PC Engine dev forum

Posted: **Wed Nov 04, 2009 9:45 am**

This is a placeholder for Marchen Maze translation.
Thanks to Dave's awesome script extractor I managed to locate the text output routine. It starts at $87D6. The string "parsing" is at $89E5 ($5C,$5D holds the pointer to the string) and it ends at $8CD8. This routine is called from $E377. The return address is pushed by hand onto the stack and the subroutine is called via a wonderful jmp ($202C) at $E38D. The jump table is at $E390.
Heres the mbr snapshot when the pc is at $89E5:

MPR0: FF
MPR1: F8
MPR2: 08
MPR3: 01
MPR4: 02
MPR5: 03
MPR6: 04
MPR7: 00

Next step : locate string table and font.

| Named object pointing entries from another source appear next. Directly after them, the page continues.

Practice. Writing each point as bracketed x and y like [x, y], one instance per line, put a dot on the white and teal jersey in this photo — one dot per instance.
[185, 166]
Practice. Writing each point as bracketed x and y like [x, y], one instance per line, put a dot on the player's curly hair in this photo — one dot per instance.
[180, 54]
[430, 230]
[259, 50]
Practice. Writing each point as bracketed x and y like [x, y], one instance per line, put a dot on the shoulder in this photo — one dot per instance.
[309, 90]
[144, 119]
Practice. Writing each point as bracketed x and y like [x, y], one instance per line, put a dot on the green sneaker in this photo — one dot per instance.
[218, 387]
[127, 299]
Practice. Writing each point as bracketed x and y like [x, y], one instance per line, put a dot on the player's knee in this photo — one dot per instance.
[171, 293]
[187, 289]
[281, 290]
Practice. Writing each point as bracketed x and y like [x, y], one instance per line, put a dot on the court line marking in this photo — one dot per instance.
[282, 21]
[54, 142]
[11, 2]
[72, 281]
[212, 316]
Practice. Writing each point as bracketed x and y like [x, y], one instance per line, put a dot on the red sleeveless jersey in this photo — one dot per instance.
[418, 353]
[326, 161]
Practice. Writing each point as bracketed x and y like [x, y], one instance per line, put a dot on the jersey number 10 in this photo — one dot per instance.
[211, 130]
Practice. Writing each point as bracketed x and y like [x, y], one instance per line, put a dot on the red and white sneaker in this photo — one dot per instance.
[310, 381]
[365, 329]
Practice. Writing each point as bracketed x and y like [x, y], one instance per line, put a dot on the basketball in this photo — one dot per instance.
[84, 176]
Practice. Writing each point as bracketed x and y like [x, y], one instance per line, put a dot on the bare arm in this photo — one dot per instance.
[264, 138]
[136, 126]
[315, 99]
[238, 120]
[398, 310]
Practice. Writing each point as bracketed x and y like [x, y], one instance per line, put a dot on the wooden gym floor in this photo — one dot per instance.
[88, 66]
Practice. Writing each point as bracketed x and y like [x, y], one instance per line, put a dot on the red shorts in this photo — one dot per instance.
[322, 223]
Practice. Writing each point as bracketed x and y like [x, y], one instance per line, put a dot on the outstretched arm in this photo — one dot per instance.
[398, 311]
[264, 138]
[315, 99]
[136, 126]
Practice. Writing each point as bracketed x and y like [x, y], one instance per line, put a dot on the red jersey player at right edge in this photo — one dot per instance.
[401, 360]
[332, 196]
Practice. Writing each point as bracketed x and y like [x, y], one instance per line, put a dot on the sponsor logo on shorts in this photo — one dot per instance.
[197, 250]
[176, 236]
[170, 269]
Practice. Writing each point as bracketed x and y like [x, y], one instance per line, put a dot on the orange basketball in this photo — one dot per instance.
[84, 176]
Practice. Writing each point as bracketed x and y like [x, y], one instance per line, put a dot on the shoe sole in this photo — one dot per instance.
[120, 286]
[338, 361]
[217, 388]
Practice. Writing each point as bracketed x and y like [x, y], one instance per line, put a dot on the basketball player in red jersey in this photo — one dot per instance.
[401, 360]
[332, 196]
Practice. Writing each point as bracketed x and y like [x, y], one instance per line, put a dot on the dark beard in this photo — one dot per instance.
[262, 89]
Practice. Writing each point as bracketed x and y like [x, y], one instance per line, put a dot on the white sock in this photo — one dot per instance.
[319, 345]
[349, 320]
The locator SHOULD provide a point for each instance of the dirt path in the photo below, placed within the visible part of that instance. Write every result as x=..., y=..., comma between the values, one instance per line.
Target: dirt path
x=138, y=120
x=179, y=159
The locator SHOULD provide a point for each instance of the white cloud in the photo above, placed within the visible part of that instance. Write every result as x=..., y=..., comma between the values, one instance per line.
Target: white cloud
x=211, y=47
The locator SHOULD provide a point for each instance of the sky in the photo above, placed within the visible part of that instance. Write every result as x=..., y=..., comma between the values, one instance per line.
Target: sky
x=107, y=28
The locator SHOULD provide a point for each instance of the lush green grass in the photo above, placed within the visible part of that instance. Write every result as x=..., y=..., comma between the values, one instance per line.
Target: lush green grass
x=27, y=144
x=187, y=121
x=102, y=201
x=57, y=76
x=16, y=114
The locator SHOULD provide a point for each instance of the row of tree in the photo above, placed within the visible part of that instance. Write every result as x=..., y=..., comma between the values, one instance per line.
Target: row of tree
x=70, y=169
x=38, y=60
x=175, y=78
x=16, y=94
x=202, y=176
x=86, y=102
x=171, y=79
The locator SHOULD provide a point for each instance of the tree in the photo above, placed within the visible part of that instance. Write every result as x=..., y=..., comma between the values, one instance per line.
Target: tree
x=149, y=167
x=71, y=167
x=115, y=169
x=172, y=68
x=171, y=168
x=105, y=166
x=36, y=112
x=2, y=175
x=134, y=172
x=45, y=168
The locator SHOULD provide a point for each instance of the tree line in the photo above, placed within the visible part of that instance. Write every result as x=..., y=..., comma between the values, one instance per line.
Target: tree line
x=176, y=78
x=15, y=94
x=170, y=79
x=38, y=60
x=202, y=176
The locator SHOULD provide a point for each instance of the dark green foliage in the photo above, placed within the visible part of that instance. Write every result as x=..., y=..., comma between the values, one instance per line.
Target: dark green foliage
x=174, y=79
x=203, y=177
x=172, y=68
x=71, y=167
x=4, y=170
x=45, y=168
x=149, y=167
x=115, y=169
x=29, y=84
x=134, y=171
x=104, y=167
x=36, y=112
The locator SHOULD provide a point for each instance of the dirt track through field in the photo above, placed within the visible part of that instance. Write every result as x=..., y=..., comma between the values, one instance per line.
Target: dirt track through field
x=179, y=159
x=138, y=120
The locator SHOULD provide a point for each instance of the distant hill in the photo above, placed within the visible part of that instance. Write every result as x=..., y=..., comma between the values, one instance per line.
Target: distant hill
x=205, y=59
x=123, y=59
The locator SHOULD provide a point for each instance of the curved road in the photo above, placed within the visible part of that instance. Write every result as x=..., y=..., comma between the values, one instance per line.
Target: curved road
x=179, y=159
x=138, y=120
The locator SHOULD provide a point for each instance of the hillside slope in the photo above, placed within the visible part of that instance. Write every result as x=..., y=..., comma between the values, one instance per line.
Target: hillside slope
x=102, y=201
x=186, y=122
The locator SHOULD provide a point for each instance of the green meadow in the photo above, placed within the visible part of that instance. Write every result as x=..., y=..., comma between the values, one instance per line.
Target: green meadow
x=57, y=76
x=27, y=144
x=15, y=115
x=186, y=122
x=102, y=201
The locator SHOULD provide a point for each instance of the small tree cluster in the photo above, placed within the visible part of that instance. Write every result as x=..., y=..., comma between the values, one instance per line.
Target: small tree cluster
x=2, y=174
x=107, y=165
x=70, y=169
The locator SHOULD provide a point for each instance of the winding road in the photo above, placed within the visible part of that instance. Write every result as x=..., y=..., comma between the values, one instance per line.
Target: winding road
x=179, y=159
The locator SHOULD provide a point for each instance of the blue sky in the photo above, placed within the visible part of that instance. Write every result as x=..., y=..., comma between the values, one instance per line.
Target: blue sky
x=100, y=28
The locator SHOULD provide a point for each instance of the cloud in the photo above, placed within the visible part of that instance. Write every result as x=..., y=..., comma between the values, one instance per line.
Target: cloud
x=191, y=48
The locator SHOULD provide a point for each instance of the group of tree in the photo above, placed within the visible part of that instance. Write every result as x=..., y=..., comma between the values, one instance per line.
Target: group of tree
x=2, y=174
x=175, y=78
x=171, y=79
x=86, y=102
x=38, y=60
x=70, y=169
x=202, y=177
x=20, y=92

Posted: **Wed Nov 04, 2009 8:45 pm**

Good job, hope to hear more good news about it soon !

Posted: **Wed Nov 04, 2009 9:50 pm**

So $5C:5D is set at $8C4B and from this you can find where the pointer table is.
And it is stored at : $11614 ($5614) and it ends $11849 (remember to add $200 to get the file offset in the pce file due to the bloody rom header).
I made a quick test by making the first entry points to the second text and it works.

Now I'll have to find where the font is stored and how it's encoded...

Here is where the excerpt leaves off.